In calculating GDP we find two possibilities:
- When a year is determined as the base year, it is called Real GDP or GDP with constant prices.
- On the other hand, if the prices of that year are used, the GDP obtained is called Nominal GDP or GDP with current prices.
What is the difference between nominal and real GDP?
Although normally we usually hear the concept of Gross Domestic Product without further ado, it is necessary to know what is nominal GDP and real GDP because depending on which is calculated we will obtain different results and, in addition, we will have to make a different interpretation.
When GDP falls, it may be due to lower prices or a decrease in the country’s production. Therefore, these concepts are essential to know what are the causes of increases or decreases in GDP. Let’s see what each of them is.
On the one hand, the Real GDP refers to value of all the production of a country at constant prices, that is to say, that the variations in prices that they produce over time, due to inflation, supply, demand, etc., are not taken into account. This allows comparisons between the products and services produced by a country, isolated from the price differences that may occur in different periods, which allows us to see how much the economy is growing Really.
On the other hand, the Nominal GDP yes that takes into account those price changes that have occurred over a period for calculating the value of production of that territory. This is why it uses market prices and values inflation or deflation to calculate the value of everything that has occurred during that year or quarter.
What are the formulas to calculate real GDP and nominal GDP?
The nominal GDP calculation, the one that refers to the value of the goods and services produced taking into account the price changes can be done in three different ways according to the different data of utilities. For this, we recommend that you consult the complementary post that we have for it: how to calculate the GDP through the 3 routes, where you can easily see each and every one of the possibilities.

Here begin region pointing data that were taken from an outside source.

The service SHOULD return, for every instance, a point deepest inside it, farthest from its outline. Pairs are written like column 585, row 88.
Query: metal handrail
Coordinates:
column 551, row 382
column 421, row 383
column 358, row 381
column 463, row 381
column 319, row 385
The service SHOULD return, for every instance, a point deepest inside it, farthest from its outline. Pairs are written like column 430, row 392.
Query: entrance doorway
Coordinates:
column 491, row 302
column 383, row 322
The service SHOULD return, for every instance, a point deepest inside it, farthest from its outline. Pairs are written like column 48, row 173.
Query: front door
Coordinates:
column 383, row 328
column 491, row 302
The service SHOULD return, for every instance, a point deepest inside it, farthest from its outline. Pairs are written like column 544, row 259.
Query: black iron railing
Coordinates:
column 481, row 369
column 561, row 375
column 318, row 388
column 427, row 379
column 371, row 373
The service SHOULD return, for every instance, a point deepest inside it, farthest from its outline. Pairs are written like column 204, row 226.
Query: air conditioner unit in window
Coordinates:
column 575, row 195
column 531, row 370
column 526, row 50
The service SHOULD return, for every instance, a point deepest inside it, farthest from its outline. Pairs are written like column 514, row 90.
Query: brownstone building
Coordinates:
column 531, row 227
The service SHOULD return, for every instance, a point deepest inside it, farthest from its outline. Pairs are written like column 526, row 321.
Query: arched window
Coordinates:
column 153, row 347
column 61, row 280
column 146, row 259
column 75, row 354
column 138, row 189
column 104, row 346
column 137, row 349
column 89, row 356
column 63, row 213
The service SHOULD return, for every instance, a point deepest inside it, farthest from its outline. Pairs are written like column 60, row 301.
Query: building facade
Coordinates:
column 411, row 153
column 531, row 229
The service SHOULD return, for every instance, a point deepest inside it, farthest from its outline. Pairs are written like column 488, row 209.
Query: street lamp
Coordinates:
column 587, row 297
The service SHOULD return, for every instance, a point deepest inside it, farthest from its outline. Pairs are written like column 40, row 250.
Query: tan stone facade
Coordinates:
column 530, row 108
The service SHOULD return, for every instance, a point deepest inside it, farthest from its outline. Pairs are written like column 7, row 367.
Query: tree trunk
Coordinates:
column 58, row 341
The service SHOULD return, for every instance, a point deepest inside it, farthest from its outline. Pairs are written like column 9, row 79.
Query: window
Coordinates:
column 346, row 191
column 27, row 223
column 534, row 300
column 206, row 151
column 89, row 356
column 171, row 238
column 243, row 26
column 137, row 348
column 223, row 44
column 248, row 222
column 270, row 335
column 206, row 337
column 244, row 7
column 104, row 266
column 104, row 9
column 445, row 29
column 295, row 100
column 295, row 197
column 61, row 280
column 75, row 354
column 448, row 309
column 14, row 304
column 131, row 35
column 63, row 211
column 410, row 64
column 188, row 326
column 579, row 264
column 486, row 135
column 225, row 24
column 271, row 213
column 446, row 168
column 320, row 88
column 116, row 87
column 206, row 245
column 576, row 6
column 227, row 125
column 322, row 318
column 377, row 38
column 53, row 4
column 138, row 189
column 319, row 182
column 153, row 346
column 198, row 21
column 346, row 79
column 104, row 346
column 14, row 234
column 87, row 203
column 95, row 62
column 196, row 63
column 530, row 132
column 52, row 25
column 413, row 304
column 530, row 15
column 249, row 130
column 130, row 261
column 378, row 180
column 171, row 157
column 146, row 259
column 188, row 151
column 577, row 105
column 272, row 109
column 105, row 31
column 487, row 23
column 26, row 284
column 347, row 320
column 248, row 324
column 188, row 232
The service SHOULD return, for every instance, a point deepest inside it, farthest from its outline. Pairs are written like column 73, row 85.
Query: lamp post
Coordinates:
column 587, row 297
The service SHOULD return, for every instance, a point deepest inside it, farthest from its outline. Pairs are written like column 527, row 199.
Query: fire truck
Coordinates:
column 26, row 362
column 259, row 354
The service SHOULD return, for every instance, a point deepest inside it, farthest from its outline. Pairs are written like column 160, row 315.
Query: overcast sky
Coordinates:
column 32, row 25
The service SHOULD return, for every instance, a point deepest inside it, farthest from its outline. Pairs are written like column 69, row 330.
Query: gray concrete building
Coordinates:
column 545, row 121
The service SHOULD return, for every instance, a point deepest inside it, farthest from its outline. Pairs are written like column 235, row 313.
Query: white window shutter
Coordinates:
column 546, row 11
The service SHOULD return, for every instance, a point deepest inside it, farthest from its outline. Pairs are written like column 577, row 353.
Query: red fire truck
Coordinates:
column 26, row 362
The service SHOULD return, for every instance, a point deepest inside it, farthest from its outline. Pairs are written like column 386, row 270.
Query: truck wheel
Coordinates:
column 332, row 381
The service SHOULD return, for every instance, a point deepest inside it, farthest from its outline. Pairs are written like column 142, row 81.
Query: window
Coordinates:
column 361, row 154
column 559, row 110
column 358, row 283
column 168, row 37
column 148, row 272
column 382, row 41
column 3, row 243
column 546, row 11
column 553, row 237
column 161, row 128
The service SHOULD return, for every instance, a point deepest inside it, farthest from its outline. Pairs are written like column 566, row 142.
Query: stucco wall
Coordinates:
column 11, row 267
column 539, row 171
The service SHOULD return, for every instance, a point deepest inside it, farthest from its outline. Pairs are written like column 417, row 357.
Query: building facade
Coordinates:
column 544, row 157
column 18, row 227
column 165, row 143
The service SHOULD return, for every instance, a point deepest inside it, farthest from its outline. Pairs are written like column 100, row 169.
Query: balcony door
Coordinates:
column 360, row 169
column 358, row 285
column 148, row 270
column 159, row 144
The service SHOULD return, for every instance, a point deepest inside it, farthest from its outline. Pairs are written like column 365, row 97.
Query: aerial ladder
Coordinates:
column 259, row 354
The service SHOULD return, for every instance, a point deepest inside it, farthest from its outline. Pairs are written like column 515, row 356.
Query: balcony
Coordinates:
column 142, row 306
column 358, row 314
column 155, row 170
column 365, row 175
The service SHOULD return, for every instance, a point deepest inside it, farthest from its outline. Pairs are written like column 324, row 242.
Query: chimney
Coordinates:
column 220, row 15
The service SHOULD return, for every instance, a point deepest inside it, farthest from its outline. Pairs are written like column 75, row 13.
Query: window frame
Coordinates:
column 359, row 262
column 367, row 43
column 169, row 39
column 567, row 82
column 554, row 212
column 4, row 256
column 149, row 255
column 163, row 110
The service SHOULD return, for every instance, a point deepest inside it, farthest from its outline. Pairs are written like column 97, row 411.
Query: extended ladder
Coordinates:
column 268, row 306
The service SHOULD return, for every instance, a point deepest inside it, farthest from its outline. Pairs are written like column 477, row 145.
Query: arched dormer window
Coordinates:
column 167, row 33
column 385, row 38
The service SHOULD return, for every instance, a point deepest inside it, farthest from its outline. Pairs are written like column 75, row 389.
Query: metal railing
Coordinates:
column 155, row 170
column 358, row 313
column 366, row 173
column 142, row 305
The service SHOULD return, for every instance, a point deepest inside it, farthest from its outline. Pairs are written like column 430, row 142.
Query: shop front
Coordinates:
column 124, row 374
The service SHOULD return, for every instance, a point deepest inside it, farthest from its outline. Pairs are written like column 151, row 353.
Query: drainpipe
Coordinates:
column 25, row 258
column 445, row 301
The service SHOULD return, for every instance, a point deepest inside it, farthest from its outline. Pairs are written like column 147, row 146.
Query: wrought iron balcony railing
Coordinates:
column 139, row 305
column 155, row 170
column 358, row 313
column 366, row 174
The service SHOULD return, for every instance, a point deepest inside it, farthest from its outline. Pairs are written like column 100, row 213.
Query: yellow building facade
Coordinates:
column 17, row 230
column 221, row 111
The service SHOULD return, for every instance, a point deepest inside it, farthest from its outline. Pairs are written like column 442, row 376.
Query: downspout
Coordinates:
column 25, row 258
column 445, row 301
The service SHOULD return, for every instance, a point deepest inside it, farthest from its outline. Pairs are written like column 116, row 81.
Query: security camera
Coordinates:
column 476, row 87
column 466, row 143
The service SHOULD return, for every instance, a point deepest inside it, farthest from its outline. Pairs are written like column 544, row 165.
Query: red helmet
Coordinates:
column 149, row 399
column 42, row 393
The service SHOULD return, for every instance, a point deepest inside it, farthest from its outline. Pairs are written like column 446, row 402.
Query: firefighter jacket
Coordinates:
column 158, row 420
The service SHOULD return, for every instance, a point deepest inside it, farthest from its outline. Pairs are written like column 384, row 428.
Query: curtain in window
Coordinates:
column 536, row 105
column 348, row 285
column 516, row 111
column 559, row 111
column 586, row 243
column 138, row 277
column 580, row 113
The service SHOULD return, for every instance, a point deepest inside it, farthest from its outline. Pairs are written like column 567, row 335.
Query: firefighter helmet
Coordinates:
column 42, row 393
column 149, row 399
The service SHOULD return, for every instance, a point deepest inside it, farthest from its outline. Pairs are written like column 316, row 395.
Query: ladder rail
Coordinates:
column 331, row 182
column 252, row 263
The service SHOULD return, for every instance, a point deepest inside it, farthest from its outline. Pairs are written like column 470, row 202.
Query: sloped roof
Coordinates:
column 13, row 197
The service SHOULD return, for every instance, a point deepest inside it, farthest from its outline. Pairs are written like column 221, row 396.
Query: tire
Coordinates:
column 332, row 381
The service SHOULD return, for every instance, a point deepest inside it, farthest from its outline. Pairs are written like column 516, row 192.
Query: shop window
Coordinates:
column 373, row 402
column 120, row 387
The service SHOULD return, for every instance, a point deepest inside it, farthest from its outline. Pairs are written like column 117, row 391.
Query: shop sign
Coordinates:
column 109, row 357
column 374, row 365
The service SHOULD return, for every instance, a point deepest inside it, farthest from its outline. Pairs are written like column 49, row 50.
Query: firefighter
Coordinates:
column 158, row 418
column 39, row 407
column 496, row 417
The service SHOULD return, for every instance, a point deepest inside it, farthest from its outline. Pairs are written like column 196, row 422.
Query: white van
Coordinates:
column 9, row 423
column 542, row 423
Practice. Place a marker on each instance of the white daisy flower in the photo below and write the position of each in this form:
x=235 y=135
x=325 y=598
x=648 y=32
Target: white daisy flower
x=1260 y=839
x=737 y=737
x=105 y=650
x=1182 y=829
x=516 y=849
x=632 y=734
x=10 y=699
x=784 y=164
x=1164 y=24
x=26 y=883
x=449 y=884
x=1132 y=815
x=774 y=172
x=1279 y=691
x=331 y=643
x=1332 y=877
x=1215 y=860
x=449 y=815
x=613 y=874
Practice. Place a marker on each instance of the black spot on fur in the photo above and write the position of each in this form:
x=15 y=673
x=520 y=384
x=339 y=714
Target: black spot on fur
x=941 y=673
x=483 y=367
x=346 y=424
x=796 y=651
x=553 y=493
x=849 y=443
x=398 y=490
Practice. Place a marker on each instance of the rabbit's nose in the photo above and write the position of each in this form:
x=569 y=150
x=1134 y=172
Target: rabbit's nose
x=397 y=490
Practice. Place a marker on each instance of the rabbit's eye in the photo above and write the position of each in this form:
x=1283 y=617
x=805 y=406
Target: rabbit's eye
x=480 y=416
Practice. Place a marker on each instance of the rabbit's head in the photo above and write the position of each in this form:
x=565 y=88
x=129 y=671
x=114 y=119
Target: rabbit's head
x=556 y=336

On the other hand, here we are going to explain how to obtain real GDP. You should know that you will need two specific data: the nominal GDP and the GDP deflator. In this way, the formula to calculate GDP real would look like this:
Real GDP: nominal GDP / GDP deflator
The GDP deflator is an index that allows us to know the variation of prices in a country during a certain time. It is like the CPI but only refers to the prices of consumer products and services. Thus, the relationship between nominal GDP and the deflator will give us the value of the Gross Domestic Product real for the value the growth or decrease of production.
In conclusion, we already know what is real and nominal GDP and how are they calculated. Now we can carry out our calculations to obtain these indices and evaluate them to understand the development of the national economy of each country.